Question

Method for generating heatmap of overlapping DEGs?

0

Entering edit mode

axe880 • 0

@172ed42b

Last seen 3.8 years ago

United Kingdom

Hi everyone,

My experiment includes identifying DEGs in potatoes at various timepoints during drought when compared to the control (with no drought conditions). I have two varieties of crop - tolerant and susceptible.

I have identified multiple DEGs across my experiment. Specifically, I have identified DEGs (1): unique to the Tolerant variety compared to the Susceptible at each time point, as well as (2): genes unique to the Tolerant time points compared back to the Tolerant control.

With this in mind, I hope to make a heatmap of these unique DEGs and my samples. I am unsure however, how to extract these DEGs from my vsd file successfully.

I assume it is using the filter command, where I would filter for the unique genes in each comparison?

If anybody could please suggest a basic script to achieve this I would be most appreciative.

Thanks.

heatm heatmaps • 1.4k views

ADD COMMENT • link updated 3.8 years ago by James W. MacDonald 68k • written 3.8 years ago by axe880 • 0

score 1 · Answer 1 · 2022-04-18

You don't say what packages you are using to get DEGs, nor even what sort of data you are using (RNA-Seq, microarray, NanoString?). You do say vsd file, so perhaps you are using DESeq2?

Anyway, most analysis packages generate output that have the row.names of the input data as the row.names of the output. As an example, we can use the example from ?results in DESeq2

> library(DESeq2)
> example("results")
<snip>
> rn <- row.names(subset(results(dds, contrast = c("group", "IIIB", "IIIA")), padj < 0.35))
> rn
[1] "gene10" "gene17" "gene26" "gene61" "gene69" "gene87"

We had to use a very large padj because it's just example data. But now we have the genes that are 'significant' in that comparison. We could do the same for all the other comparisons we care about, and then just extract the data. If you used vst or varianceStabilizingTransformation on your data, it's still just a SummarizedExperiment, and can be extracted using the assay accessor.

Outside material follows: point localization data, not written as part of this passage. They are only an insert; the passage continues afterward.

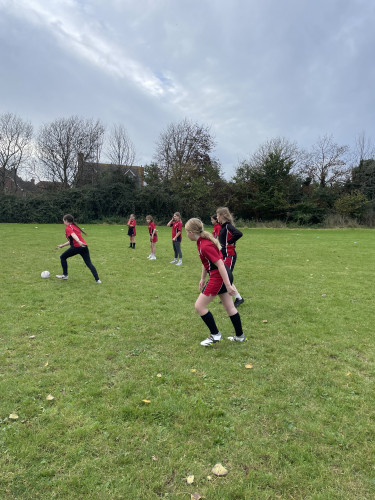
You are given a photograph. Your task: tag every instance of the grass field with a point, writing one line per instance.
(299, 424)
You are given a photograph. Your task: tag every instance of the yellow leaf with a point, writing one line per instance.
(195, 496)
(219, 470)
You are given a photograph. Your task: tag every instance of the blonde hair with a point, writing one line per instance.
(196, 226)
(225, 214)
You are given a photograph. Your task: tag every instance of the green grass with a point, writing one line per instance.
(298, 425)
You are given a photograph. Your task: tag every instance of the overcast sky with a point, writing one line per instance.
(252, 70)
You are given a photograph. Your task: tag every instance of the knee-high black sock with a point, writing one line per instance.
(210, 322)
(236, 322)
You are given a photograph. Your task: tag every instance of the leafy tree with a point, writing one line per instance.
(266, 190)
(58, 145)
(363, 178)
(15, 149)
(351, 205)
(326, 164)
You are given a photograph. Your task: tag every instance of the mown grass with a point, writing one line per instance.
(299, 424)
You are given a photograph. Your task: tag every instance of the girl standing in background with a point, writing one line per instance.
(132, 231)
(153, 236)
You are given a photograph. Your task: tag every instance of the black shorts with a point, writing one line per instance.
(215, 285)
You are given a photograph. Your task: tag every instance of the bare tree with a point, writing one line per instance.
(59, 143)
(327, 162)
(15, 149)
(280, 147)
(183, 146)
(120, 150)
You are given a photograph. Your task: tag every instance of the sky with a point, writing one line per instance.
(251, 70)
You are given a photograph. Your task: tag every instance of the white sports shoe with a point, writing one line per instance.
(241, 338)
(212, 339)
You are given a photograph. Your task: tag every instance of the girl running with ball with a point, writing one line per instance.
(219, 283)
(78, 246)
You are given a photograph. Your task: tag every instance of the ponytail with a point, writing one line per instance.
(196, 226)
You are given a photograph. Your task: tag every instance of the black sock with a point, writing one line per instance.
(210, 322)
(236, 322)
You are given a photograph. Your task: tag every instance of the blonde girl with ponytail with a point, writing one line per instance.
(219, 283)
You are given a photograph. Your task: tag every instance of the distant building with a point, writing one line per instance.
(91, 172)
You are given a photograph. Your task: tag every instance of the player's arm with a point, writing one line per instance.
(75, 237)
(63, 245)
(203, 278)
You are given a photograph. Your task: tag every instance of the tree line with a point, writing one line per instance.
(279, 181)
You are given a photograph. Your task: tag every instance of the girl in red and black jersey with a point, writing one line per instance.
(228, 236)
(78, 246)
(153, 236)
(176, 224)
(219, 283)
(216, 225)
(132, 231)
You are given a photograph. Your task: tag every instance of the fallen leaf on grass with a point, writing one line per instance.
(195, 496)
(219, 470)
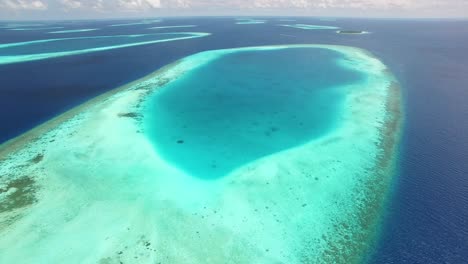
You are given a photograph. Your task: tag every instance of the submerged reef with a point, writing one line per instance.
(73, 31)
(36, 50)
(89, 186)
(351, 32)
(309, 27)
(249, 21)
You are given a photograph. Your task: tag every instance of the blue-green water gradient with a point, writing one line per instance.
(247, 105)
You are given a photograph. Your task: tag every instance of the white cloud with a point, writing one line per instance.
(23, 4)
(139, 4)
(71, 4)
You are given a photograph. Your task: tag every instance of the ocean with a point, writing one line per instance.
(426, 215)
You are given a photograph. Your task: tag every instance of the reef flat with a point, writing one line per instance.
(89, 186)
(58, 47)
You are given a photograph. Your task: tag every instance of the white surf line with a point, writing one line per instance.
(8, 59)
(27, 29)
(181, 26)
(73, 31)
(145, 22)
(286, 35)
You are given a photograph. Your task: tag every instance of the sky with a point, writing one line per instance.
(102, 9)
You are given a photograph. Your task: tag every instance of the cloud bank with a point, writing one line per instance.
(115, 8)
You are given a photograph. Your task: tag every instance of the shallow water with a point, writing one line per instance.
(246, 105)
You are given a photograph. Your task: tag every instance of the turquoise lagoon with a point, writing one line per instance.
(274, 154)
(246, 105)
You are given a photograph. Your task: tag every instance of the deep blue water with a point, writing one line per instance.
(247, 105)
(427, 216)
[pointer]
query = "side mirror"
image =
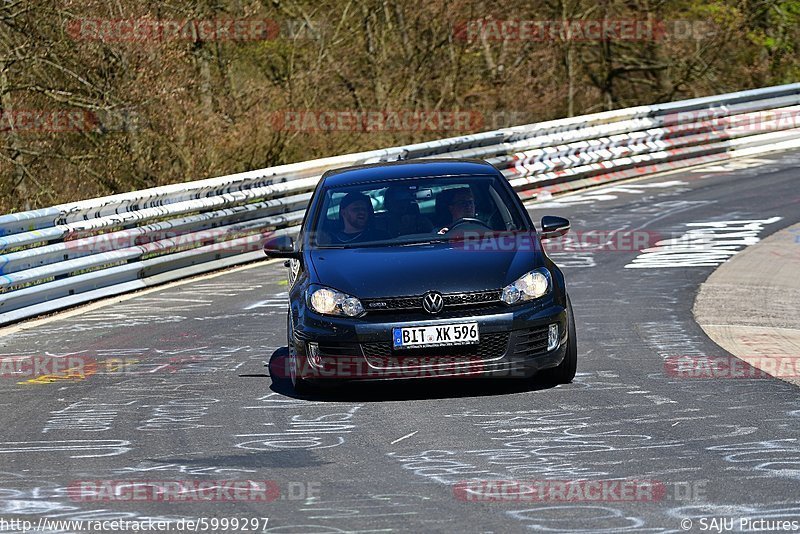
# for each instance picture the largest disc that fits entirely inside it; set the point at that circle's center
(281, 247)
(553, 227)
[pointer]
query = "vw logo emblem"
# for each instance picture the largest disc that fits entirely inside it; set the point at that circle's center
(433, 302)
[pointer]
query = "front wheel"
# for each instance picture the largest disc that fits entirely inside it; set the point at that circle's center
(565, 372)
(299, 384)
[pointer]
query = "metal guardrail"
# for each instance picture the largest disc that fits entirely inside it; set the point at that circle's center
(64, 255)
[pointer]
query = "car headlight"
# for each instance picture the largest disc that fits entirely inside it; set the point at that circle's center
(529, 286)
(327, 301)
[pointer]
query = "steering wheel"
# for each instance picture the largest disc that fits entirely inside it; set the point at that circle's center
(468, 220)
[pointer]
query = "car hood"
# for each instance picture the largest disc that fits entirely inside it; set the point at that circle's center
(373, 272)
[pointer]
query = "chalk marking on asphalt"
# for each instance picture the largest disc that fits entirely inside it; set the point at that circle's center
(404, 437)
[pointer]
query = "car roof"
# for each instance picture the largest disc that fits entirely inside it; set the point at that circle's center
(397, 170)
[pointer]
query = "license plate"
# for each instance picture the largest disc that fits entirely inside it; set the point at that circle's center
(435, 336)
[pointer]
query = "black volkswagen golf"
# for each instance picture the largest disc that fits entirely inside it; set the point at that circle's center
(423, 269)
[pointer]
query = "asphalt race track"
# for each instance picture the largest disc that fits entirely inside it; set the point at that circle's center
(181, 391)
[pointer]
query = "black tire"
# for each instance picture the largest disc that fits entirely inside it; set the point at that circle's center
(565, 372)
(300, 386)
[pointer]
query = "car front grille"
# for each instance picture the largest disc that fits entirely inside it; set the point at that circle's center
(451, 300)
(531, 341)
(492, 346)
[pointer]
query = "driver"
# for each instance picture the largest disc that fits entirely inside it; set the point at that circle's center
(460, 206)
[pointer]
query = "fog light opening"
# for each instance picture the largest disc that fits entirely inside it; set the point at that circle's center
(552, 337)
(313, 354)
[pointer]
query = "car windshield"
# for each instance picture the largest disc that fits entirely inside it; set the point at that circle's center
(413, 211)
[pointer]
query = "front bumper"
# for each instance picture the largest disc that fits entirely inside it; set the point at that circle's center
(513, 343)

> vsd <- varianceStabilizingTransformation(dds)

> assay(vsd[rn,])
        sample1  sample2  sample3  sample4  sample5  sample6  sample7  sample8
gene10 5.737655 6.268506 5.280569 5.294676 5.246103 5.262955 5.705902 4.893763
gene17 3.198312 3.664058 4.148044 4.498651 3.975222 4.160359 4.006217 3.198312
gene26 4.184748 3.998229 3.679565 3.644796 4.091935 3.685972 3.860782 5.150434
gene61 5.607286 6.134023 6.501767 5.516013 5.625639 6.237912 5.493368 5.488325
gene69 5.368041 5.336134 5.835071 6.718193 5.480504 5.563168 5.705902 5.629472
gene87 4.989361 4.315954 4.519199 4.498651 3.198312 4.366362 3.860782 3.645202
        sample9 sample10 sample11 sample12 sample13 sample14 sample15 sample16
gene10 6.377084 5.080081 5.004280 5.482404 5.371975 5.976381 4.136924 4.758678
gene17 3.645463 4.011367 3.198312 4.350827 3.664058 4.133618 4.338359 3.975528
gene26 4.272973 5.329421 4.221377 4.495979 4.619383 4.133618 4.014651 3.835418
gene61 6.175925 5.719109 6.190394 6.725056 6.134023 6.088619 6.259544 7.125659
gene69 4.894660 5.570303 4.681564 5.452341 4.855867 5.691612 4.887306 6.127486
gene87 4.082303 4.239184 3.198312 4.681561 3.998229 4.011753 4.014651 5.418455
       sample17 sample18
gene10 4.890174 4.642547
gene17 4.079782 5.805123
gene26 3.198312 3.198312
gene61 6.076281 6.493409
gene69 6.702419 6.354500
gene87 4.180167 5.089673

So you would just extract the row.names for the significant genes in each comparison, concatenate them, and then extract all the stabilized count data. At that point you can use ComplexHeatmap or whatever to generate the heatmap.